THEY CAME WITH THE FORSYTHIA | Peg Padnos

 

After Gwendolyn Brooks’s “We Real Cool” 

Twins arrive early. Often in distress. We
were ready. Till late April’s labor pains. Surreal,
us speeding to the hospital, slow-breathing to keep cool.
C-section.  Record speed. Mewling cries in stereo. All we
see: two isolettes whizzing past, blur of one tiny foot. Us left
behind. Waves of nausea. Waves of tears. Like our first day of school.
Scrubbing in with surgical soap. Even in sleep we
sensed the rake of plastic teeth, the antiseptic stink lurk- 
ing in the creases of our palms: iodine & hexachlorophene. Late
evenings in the Unit, wondering what wisdom we
might glean. Why prematurity? Because clocks strike
before it’s time? Or, gravid wombs run out of room? No straight
reason or rhyme for the bitter sweetness of a NICU stay. We
glimpsed babies smaller than a breadbox. We heard a parent sing                                                    

drinking songs to his newborn son, as apnea monitors beeped. Sin
ironia
? Maybe, maybe not, those kids would survive. We
waited for met milestones, ounces gained. Still scrawny-thin,
our boys, tethered to oxygen & feeding tubes. Jamaican gin-
ger snaps & ginger tea calming our queasy nerves. (Back then we
had no CBD.) For lactation’s sake, half a glass of beer. Jazz
riffs on the radio. Driving back: Dave Brubeck’s Theme for June.
Assurance from a friend: They would get through. We
could thank the cooler nights. The blossoms would not die.
Not yet. But soon, the nurses said. Babies home. Home soon. 
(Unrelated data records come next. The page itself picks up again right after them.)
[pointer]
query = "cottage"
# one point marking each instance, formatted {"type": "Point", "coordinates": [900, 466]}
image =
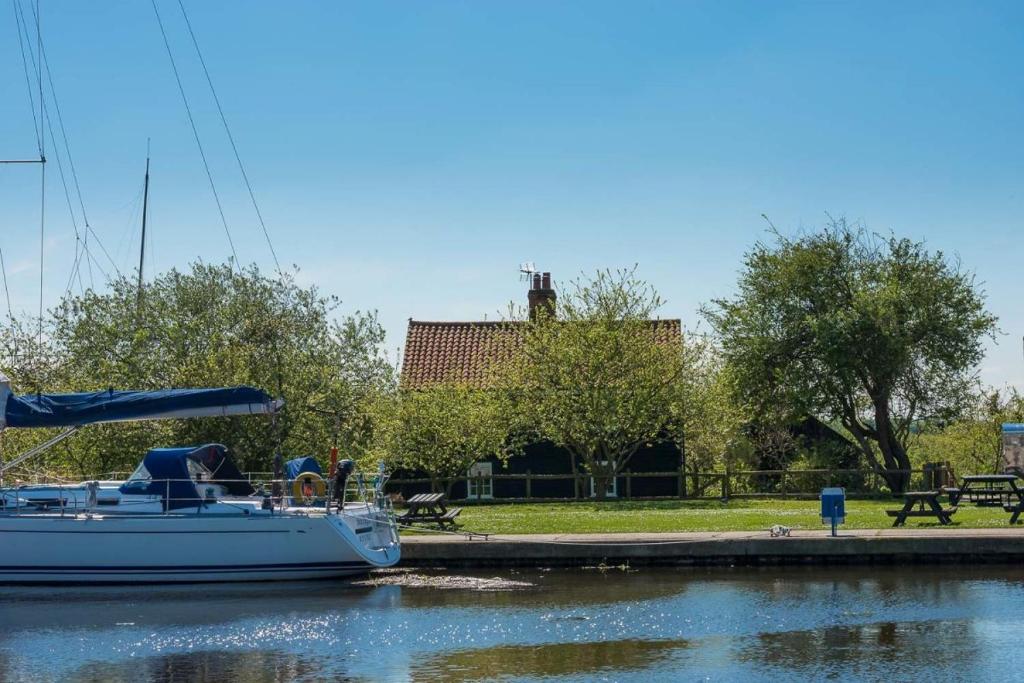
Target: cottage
{"type": "Point", "coordinates": [438, 351]}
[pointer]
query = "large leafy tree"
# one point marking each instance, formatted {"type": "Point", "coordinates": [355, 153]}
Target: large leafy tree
{"type": "Point", "coordinates": [599, 378]}
{"type": "Point", "coordinates": [210, 326]}
{"type": "Point", "coordinates": [873, 333]}
{"type": "Point", "coordinates": [443, 428]}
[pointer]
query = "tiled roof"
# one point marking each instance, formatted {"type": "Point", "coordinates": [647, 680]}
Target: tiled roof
{"type": "Point", "coordinates": [462, 351]}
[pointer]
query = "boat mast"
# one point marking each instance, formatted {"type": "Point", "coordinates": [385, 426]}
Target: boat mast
{"type": "Point", "coordinates": [145, 211]}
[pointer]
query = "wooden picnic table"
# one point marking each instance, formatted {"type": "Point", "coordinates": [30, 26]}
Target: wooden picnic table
{"type": "Point", "coordinates": [987, 489]}
{"type": "Point", "coordinates": [429, 509]}
{"type": "Point", "coordinates": [928, 506]}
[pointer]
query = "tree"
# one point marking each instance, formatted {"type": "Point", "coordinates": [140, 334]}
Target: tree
{"type": "Point", "coordinates": [708, 417]}
{"type": "Point", "coordinates": [211, 326]}
{"type": "Point", "coordinates": [442, 429]}
{"type": "Point", "coordinates": [875, 333]}
{"type": "Point", "coordinates": [600, 379]}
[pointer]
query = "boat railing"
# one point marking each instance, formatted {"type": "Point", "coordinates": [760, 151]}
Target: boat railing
{"type": "Point", "coordinates": [272, 495]}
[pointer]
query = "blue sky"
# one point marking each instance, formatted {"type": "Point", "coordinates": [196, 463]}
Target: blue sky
{"type": "Point", "coordinates": [409, 156]}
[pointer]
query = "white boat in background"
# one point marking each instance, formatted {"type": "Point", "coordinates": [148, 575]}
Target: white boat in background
{"type": "Point", "coordinates": [185, 514]}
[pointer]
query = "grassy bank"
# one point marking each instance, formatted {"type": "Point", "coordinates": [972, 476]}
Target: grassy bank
{"type": "Point", "coordinates": [737, 515]}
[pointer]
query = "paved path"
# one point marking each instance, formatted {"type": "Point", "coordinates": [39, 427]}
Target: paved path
{"type": "Point", "coordinates": [803, 547]}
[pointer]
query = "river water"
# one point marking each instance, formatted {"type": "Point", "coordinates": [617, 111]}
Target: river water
{"type": "Point", "coordinates": [649, 625]}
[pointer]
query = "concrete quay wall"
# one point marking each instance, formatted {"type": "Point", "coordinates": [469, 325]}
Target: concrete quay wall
{"type": "Point", "coordinates": [927, 546]}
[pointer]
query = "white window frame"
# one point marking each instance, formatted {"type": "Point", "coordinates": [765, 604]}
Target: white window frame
{"type": "Point", "coordinates": [484, 470]}
{"type": "Point", "coordinates": [612, 484]}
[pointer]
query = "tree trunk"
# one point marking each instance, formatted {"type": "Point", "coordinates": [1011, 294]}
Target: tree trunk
{"type": "Point", "coordinates": [896, 460]}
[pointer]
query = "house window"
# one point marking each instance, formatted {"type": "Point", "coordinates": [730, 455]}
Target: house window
{"type": "Point", "coordinates": [612, 488]}
{"type": "Point", "coordinates": [480, 484]}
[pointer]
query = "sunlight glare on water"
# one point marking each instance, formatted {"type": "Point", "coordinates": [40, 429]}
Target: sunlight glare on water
{"type": "Point", "coordinates": [571, 625]}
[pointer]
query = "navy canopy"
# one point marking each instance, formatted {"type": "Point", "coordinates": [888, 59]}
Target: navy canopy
{"type": "Point", "coordinates": [72, 410]}
{"type": "Point", "coordinates": [294, 468]}
{"type": "Point", "coordinates": [222, 469]}
{"type": "Point", "coordinates": [165, 473]}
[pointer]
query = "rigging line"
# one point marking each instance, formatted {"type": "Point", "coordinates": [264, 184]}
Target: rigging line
{"type": "Point", "coordinates": [42, 175]}
{"type": "Point", "coordinates": [230, 138]}
{"type": "Point", "coordinates": [3, 271]}
{"type": "Point", "coordinates": [95, 261]}
{"type": "Point", "coordinates": [48, 121]}
{"type": "Point", "coordinates": [64, 134]}
{"type": "Point", "coordinates": [199, 143]}
{"type": "Point", "coordinates": [18, 19]}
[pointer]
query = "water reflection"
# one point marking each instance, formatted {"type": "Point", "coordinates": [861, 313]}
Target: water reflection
{"type": "Point", "coordinates": [861, 648]}
{"type": "Point", "coordinates": [546, 660]}
{"type": "Point", "coordinates": [774, 625]}
{"type": "Point", "coordinates": [189, 667]}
Peg Padnos became an RN at the age of 45, inspired by the NICU experience of her twin sons.  Now retired, she is a full-time poet based in Western Michigan. Her work has appeared in American Journal of Nursing; Bear River Review; Busy Griefs, Raw Towns; Harvardwood Anthology of the Seven Deadly Sins & humble pie. She is co-author of the group collection Waterlines (Three Pines Press).